Village in Punjab, India

Dulewala is a village in Bathinda district, Punjab, India.

== Nearby places ==
Dulewala is 15.3 km from its Mandal Main Town Phul. Dulewala is 39.2 km from its District Main City Bathinda, and 150 km from its state capital Chandigarh.

Alike, Bhai Rupa Patti Kangar, Bugran, Burj Gill, Burj Mansa, Chotian, Sandhu Khurd are the villages along with this village in the same Phul Mandal.

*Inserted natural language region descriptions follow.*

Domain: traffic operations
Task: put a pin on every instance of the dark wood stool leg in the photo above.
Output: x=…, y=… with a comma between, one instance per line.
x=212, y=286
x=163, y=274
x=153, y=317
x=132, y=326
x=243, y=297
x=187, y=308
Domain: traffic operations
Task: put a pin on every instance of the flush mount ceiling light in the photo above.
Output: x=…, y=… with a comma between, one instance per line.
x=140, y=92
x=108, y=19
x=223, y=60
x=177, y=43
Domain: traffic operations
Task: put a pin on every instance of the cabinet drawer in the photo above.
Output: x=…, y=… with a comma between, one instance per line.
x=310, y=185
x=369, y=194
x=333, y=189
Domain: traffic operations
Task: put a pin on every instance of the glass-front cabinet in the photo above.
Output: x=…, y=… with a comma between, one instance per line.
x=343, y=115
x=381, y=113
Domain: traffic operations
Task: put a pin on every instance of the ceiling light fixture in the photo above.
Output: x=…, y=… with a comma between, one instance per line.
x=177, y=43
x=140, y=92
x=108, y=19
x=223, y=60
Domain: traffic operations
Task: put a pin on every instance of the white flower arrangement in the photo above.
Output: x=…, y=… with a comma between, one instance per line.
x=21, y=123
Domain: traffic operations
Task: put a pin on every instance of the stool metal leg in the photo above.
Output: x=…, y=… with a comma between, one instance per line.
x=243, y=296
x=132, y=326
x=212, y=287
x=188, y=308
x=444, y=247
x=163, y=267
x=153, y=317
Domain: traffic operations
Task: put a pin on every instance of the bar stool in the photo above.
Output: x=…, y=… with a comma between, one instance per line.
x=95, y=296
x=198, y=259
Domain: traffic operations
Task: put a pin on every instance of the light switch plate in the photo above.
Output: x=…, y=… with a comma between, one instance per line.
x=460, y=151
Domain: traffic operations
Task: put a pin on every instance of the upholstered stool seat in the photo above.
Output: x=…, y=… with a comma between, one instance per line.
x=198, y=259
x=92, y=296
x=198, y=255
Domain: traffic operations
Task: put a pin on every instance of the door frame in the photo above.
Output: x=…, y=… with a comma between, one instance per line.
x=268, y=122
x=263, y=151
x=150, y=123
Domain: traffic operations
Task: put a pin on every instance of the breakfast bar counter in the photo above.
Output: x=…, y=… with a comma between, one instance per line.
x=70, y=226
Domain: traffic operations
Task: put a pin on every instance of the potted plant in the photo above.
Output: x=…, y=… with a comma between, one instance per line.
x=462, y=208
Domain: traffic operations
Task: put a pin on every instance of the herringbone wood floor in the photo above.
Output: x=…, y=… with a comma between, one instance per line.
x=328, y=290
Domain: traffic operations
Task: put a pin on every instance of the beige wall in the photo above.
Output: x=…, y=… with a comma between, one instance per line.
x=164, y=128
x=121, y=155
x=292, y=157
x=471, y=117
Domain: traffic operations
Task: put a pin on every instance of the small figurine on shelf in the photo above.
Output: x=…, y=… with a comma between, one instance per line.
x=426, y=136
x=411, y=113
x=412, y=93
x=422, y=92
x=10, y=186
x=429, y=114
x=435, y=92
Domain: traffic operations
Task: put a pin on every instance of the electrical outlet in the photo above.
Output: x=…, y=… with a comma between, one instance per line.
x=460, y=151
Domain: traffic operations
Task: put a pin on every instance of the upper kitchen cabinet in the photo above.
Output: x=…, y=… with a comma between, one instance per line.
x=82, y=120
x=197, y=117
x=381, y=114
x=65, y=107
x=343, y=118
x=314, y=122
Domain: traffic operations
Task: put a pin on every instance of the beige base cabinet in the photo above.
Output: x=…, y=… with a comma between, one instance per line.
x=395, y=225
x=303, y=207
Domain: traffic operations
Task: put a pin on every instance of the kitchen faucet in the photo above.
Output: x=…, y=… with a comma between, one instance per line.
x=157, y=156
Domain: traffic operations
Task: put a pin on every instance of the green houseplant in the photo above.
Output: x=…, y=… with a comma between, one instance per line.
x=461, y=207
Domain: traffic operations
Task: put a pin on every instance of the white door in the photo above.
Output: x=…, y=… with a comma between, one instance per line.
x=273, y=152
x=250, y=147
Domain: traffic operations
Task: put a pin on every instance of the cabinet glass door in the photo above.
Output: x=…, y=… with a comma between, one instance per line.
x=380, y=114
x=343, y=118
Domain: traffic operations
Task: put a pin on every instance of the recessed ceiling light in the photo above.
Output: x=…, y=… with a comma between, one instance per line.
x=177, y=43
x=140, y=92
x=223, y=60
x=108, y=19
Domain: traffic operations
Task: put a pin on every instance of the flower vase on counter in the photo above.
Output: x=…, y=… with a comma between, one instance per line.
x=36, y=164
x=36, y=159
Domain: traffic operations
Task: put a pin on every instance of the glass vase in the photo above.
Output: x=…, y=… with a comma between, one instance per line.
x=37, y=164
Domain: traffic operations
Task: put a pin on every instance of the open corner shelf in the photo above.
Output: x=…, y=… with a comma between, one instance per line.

Nearby villages are Kangar (4.5 km), Bhai Rupa (4.7 km), Dialpura Bhaika (4.7 km), Adampura (5.7 km), Sandhu Khurd (5.9 km). Nearby towns are Bhagta Bhai ka (13.7 km), Phul (15.3 km), Nathana (21.1 km), Rampura Phul (22.7 km).

== History ==
Dulewala was settled when there was a fierce flood in old Dulewala. The people left their houses in old Dulewala and settled in new Dulewala, about 500 meters from the old village. The government distributed plots in new Dulewala due to the absence of flood water. New Dulewala is also known as model village. The nearest village is Salabatpura under the same scheme. Dulewala has a government primary school, with high school and village support, Sant Baba Mani Singh ji.